La información conocida hasta ahora incluye la matrícula atribuida a la lancha, FL7726SH, y la ubicación aproximada del incidente, cerca del noreste del canalizo El Pino, en cayo Falcones. La sucesión de comunicados y reacciones públicas también ha elevado el tono político: congresistas y funcionarios estadounidenses han pedido respuestas inmediatas y han reiterado que se verificará la condición de las víctimas y la naturaleza de la travesía. Este choque se produce en un contexto de tensiones bilaterales recientes y de antecedentes de confrontaciones marítimas similares.
Reacciones oficiales y medidas legales
El anuncio del fiscal general James Uthmeier incluyó la instrucción de que la investigación se realice en colaboración con socios federales y de aplicación de la ley. Uthmeier escribió en redes que no se podrá confiar en el Gobierno cubano y que se harán esfuerzos para que los «comunistas» rindan cuentas. En Washington, el secretario de Estado, Marco Rubio, declaró que Estados Unidos responderá «en consecuencia» una vez se obtenga información independiente y verificada sobre el operativo. La embajada estadounidense en La Habana solicitó acceso a los sobrevivientes para confirmar su identidad y su estado de salud.
Demandas de congresistas
Varios legisladores de origen cubano-estadounidense se pronunciaron con dureza. El congresista Carlos Giménez exigió una «investigación inmediata de esta masacre» y pidió que se establezca si las víctimas eran ciudadanos o residentes legales de Estados Unidos.
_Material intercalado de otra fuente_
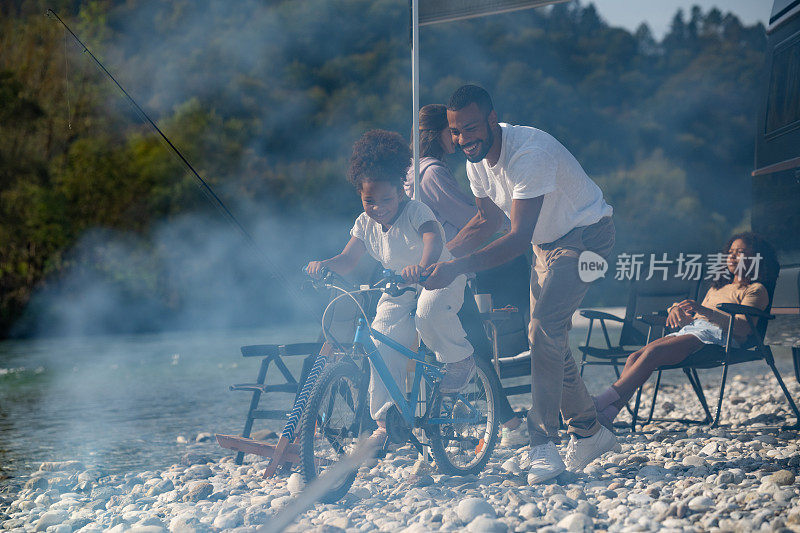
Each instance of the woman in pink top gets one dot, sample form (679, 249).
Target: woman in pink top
(438, 188)
(698, 324)
(453, 209)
La representante María Elvira Salazar declaró que espera información oficial de las autoridades estadounidenses. Estos pronunciamientos reflejan la presión política en Florida y el interés de la comunidad cubano-americana por aclarar las circunstancias del ataque.
Versión cubana y detalles del enfrentamiento
Según el comunicado del Minint, la Tropa Guardafrontera detectó una «lancha rápida infractora» dentro de las aguas territoriales cubanas. La nota oficial sostiene que una unidad con cinco guardias se aproximó para identificar a la embarcación y que desde la lancha atacada se abrió fuego contra los efectivos, lo que motivó la respuesta letal. El Ministerio informó además que el comandante de la patrulla cubana resultó herido durante el intercambio. La narrativa estatal insiste en que la acción fue una respuesta a una supuesta agresión previa por parte de la embarcación.
Análisis de la embarcación
Medios que han revisado imágenes y datos preliminares señalan que la embarcación podría ser una lancha motora de tamaño mediano, similar a modelos Pro-Line con capacidad para alrededor de diez personas. The New York Times indicó que no formaba parte de ninguna flotilla oficial ni pertenecía a la Guardia Costera o la Armada de Estados Unidos. No obstante, las autoridades cubanas no han hecho públicas identificaciones individuales de los ocupantes ni las motivaciones que habrían llevado a la travesía hacia aguas controladas por La Habana.
Contexto regional y precedentes
El incidente se produce en un momento de mayor fricción entre Washington y La Habana, marcando un aumento de la vigilancia sobre operaciones marítimas y de la sensibilidad política en torno a cualquier acción que involucre embarcaciones procedentes de Estados Unidos. En los últimos años se registraron episodios similares, incluyendo choques y tiroteos en que derivaron en heridos y en la pérdida de vidas. Estos antecedentes alimentan la demanda de procedimientos transparentes y de verificación independiente.
El choque también llega tras medidas estadounidenses relacionadas con Venezuela que afectaron el suministro de crudo hacia Cuba, lo que ha tensado aún más la relación bilateral. En este clima, la confirmación de hechos, el acceso a sobrevivientes, la identificación de las víctimas y la obtención de pruebas independientes serán pasos claves para determinar responsabilidades y la posible respuesta diplomática o legal por parte de Estados Unidos.
Mientras la investigación anunciada por la Fiscalía de Florida avanza, la comunidad internacional y actores locales seguirán atentos a nuevos reportes y a la cooperación entre agencias. La convergencia de versiones enfrentadas subraya la necesidad de evidencia forense, peritajes sobre restos de armas y trayectorias de navegación, y declaraciones de testigos para construir una reconstrucción fiable de lo sucedido el 26/02/.